Considerations in Giving to Your Children

As people are living longer, often well into their nineties, the way wealth is transferred to the next generation is starting to shift. The paradigm of waiting to pass family wealth to children on the second parent’s death is being reconsidered because parents are living longer and children have a greater need for assistance.

Is it optimal to pass on a legacy to the next generation at a time when a child is already well established (maybe even retired) and has children and possibly grandchildren of his or her own? Instead, it may be preferable and more rewarding as well to pass wealth to children earlier and be able to see the “fruits of your labour” enjoyed, while balancing the desire to have children succeed independently.

In a previous blog, “The New Normal: Assisting a Child with Buying a Home”, we discussed an increase in parents helping children to purchase their first home and considerations that must be taken into account, one of which being how to equalize such gifts or loans among other children.

Parents may wish to help their children purchase a home or to gift generally during their lifetime. If parents are concerned about loaning or gifting unequally among children, one solution is to include a “hotchpot” clause in their wills.
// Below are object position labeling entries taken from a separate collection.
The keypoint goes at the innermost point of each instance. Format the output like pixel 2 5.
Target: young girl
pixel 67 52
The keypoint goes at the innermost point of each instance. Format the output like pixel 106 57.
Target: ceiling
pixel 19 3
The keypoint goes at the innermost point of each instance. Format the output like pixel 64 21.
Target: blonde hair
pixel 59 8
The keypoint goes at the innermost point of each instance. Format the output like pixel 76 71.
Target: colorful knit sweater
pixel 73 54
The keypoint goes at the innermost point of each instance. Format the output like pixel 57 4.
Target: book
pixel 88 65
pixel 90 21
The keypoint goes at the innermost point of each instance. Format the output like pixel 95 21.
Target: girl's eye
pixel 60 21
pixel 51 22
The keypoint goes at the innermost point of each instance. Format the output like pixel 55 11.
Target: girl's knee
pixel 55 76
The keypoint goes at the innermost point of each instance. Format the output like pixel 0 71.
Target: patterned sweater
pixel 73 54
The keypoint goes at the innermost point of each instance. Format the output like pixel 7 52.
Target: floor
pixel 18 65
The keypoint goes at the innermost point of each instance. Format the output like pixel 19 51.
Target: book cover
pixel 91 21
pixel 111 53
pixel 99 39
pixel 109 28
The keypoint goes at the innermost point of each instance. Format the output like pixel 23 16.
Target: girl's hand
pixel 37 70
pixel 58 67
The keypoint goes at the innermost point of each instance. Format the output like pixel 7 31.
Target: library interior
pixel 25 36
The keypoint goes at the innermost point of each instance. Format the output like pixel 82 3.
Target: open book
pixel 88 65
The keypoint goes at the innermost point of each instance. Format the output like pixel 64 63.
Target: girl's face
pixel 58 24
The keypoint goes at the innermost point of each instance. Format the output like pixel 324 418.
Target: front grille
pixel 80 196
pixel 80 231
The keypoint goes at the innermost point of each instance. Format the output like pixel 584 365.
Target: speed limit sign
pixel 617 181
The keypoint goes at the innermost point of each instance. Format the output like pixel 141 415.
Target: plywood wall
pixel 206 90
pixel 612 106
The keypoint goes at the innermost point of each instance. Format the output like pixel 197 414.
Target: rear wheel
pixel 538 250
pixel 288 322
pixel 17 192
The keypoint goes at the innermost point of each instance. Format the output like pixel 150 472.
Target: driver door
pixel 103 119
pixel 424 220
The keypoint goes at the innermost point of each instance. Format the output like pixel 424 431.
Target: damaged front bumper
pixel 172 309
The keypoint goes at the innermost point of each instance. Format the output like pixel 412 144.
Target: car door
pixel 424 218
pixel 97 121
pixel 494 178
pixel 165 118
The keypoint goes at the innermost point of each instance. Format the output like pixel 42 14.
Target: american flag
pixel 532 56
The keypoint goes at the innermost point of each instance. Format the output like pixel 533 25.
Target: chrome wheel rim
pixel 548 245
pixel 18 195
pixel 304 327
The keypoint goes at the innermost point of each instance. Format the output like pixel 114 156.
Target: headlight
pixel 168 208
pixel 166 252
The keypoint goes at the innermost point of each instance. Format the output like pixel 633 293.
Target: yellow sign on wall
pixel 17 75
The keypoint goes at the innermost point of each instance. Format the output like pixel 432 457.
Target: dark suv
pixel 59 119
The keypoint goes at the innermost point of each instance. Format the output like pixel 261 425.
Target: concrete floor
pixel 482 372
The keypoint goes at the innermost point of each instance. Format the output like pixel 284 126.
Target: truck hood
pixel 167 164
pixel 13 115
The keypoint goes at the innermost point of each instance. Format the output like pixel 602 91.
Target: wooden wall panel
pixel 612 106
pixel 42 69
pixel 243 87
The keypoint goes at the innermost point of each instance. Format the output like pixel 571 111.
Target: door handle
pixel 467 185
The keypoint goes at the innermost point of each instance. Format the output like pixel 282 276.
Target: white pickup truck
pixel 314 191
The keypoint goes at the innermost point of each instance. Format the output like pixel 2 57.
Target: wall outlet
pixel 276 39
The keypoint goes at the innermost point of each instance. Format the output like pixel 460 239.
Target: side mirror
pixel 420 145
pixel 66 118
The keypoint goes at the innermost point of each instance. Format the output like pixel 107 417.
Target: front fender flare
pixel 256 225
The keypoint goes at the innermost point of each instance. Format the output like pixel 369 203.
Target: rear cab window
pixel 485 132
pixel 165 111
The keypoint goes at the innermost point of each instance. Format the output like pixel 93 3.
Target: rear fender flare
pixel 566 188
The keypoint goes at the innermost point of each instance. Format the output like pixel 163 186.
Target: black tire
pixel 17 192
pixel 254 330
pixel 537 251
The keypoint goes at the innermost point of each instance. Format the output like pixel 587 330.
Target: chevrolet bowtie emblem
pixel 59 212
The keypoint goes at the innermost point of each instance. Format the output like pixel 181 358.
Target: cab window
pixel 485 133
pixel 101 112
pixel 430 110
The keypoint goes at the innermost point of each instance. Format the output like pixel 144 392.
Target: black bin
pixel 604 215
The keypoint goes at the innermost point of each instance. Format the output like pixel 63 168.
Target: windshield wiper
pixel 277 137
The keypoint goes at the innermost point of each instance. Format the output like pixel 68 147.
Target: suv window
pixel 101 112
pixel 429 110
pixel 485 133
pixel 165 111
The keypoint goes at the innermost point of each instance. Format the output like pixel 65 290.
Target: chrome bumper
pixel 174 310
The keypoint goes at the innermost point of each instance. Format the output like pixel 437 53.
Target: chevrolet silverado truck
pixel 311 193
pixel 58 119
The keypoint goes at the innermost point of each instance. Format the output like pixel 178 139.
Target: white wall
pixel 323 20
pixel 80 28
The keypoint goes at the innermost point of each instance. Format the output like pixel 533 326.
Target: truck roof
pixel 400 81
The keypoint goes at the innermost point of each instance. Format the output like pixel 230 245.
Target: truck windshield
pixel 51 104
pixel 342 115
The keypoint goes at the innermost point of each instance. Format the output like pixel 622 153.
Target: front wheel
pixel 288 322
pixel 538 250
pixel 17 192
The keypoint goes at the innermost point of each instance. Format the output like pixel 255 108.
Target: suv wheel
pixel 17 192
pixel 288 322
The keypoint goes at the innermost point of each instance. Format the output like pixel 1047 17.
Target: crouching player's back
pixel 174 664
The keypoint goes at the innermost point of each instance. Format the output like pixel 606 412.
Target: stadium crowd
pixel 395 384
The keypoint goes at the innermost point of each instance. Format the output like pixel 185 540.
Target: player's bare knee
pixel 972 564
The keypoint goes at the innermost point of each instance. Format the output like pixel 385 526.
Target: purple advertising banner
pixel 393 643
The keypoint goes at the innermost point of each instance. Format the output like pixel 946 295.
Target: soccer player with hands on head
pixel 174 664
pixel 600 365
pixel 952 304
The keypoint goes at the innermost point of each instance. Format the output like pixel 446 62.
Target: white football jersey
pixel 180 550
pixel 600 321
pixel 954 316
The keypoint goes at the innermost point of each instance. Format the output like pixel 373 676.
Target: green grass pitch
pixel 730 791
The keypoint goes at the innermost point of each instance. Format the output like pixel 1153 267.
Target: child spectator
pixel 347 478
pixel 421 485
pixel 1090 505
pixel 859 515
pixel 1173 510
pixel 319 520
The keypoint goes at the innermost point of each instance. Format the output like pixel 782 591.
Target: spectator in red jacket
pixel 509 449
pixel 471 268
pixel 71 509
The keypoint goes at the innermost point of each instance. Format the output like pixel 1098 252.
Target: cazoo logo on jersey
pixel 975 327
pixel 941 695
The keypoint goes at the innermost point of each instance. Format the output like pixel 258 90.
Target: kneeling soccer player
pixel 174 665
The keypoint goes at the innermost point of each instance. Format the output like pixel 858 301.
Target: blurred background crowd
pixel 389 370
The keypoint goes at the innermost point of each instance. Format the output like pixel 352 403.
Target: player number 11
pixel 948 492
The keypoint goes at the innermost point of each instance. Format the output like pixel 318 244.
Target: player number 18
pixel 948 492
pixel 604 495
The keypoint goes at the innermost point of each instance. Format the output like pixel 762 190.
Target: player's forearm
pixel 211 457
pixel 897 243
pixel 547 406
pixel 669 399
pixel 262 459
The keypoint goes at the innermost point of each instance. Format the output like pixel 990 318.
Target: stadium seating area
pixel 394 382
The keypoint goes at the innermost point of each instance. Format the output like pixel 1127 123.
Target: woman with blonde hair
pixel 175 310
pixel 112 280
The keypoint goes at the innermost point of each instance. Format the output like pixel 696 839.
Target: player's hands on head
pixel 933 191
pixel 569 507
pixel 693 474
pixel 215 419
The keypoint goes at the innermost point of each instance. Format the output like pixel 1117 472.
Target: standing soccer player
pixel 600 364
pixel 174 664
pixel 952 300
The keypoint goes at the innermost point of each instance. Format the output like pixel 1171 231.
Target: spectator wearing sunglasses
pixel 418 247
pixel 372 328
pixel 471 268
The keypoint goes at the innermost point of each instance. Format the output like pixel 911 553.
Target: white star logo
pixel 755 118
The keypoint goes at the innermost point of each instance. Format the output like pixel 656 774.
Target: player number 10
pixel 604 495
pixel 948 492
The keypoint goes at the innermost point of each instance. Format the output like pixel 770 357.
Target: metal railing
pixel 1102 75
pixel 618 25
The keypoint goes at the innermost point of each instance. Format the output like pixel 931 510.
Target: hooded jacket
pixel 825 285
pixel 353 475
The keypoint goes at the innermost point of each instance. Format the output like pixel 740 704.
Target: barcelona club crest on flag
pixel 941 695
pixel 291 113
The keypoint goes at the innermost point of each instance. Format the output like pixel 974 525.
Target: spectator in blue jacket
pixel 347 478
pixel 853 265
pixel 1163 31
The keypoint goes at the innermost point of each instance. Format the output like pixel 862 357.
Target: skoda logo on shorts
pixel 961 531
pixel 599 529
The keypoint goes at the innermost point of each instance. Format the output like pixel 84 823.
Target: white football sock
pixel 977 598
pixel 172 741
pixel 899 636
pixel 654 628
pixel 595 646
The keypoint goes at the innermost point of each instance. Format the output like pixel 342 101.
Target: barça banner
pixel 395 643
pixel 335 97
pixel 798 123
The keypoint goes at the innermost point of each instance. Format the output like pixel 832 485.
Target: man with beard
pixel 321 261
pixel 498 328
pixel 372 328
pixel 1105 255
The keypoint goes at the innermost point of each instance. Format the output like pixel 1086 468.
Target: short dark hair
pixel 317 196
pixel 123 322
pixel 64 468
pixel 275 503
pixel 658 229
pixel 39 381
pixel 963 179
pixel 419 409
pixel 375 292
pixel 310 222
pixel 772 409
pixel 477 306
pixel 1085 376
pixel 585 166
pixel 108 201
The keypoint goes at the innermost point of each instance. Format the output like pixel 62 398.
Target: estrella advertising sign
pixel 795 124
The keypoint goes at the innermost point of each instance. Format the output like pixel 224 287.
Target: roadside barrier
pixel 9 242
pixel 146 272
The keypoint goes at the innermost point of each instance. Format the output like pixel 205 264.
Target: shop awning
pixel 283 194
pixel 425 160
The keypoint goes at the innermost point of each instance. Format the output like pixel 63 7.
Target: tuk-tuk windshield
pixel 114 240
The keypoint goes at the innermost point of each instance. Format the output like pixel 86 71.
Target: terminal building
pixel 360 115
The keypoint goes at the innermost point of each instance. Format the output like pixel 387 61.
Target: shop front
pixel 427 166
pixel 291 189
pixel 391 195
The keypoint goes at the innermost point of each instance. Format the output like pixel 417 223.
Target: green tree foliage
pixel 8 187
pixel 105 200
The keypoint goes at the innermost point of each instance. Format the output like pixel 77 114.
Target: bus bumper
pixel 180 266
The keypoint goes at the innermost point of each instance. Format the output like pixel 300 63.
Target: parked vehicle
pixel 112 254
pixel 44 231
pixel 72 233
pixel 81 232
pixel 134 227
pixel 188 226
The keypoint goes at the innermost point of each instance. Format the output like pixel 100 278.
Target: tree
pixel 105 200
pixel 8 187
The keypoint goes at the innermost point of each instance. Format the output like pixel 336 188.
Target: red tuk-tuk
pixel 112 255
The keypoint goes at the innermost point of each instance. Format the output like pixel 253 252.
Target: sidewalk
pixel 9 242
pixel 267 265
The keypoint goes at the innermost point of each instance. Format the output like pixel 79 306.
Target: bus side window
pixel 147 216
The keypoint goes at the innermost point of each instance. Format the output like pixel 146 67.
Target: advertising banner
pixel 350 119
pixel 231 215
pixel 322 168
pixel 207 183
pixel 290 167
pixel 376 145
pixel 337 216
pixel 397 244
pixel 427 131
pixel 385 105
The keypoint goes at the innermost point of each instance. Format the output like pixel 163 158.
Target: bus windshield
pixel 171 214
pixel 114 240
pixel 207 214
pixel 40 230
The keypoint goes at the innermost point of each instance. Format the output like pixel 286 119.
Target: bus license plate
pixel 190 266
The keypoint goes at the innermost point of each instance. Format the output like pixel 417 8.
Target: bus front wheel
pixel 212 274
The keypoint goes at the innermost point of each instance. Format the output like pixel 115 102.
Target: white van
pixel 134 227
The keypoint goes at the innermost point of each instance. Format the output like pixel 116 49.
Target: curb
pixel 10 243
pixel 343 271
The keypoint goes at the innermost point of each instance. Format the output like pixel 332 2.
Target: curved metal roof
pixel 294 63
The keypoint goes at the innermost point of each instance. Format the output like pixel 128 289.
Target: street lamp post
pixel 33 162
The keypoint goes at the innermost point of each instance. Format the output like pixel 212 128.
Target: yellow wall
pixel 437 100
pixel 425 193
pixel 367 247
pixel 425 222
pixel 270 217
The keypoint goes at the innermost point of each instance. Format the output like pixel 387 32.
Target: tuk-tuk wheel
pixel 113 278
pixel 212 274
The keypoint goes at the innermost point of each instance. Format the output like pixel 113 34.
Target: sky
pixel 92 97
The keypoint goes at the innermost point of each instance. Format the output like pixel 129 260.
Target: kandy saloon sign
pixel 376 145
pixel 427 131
“Hotchpot” literally means a mixture of property. After the parent’s death (or the surviving parent’s death), the estate trustees would take into account the amounts each child already received to calculate the final amount due to each child under the terms of the parent’s will. One might view this as an equalization of assets given both during lifetime and on death.

If a child has received an advance from a parent or owes a debt to a parent that the parent would like to have taken into account when dividing the residue of the estate among all children, then a “hotchpot” clause should be included in his or her will.

Alternately, a parent may consider forgiving a loan, subject to tax considerations. In including an equalization provision, a parent can give without any concern of treating children unequally at the end of the day. The equalization provision would allow a parent to address major amounts gifted to one or more children during the parent’s lifetime and ensure that all children receive the same benefit on the parent’s death.

How to structure the gift or loan to a child should also be considered in light of family law considerations, to ensure protection on matrimonial breakdown between a child and his or her spouse. Parents should get legal advice on how best to structure the transaction, whether by way of gift or loan and how to document it properly.

The estate trustee will need to be able to clearly determine whether an advance was a gift or a loan and, with respect to a gift, whether it will be taken into account by way of hotchpot, or, with respect to a loan, whether it will be taken into account by way of hotchpot (and set-off against a share) or will be forgiven. Proper documentation of the structure of the gift or loan, and the parent’s intention on how to treat it on death, is paramount. In many cases, unfortunately, these intentions are not well documented.

Individuals who are subject to U.S. gift and estate tax may wish to take advantage of the current high exemption amount applicable, which is currently $11.58 million USD. In addition to this lifetime exemption, a U.S. person is entitled to an annual exclusion of $15,000 USD for gifts made to anyone other than a spouse, including children. Anything over and above the annual exclusion would be considered to be part of the lifetime exclusion if certain tax filings are made.

The current American federal unified estate and gift tax exemption amount is set to revert to its original $5 million USD amount indexed for inflation in 2026 (although it may change sooner if there is a change in government). The IRS has confirmed that there will not be a “clawback” for gifts made under the increased estate and gift tax exclusion. In light of this, now may be an appropriate time for U.S. persons to consider giving significant gifts.

In considering transitioning wealth and providing financial assistance to a child or children during a parent’s lifetime, it is important to get professional advice on how best to structure and document any gifts or loans and how to ensure that they fit into one’s overall estate and giving plans.

— Marly Peikes

The comments offered in this article are meant to be general in nature, are limited to the law of Ontario, Canada, and are not intended to provide legal or tax advice on any individual situation. Before taking any action involving your individual situation, you should seek legal advice to ensure it is appropriate to your personal circumstances.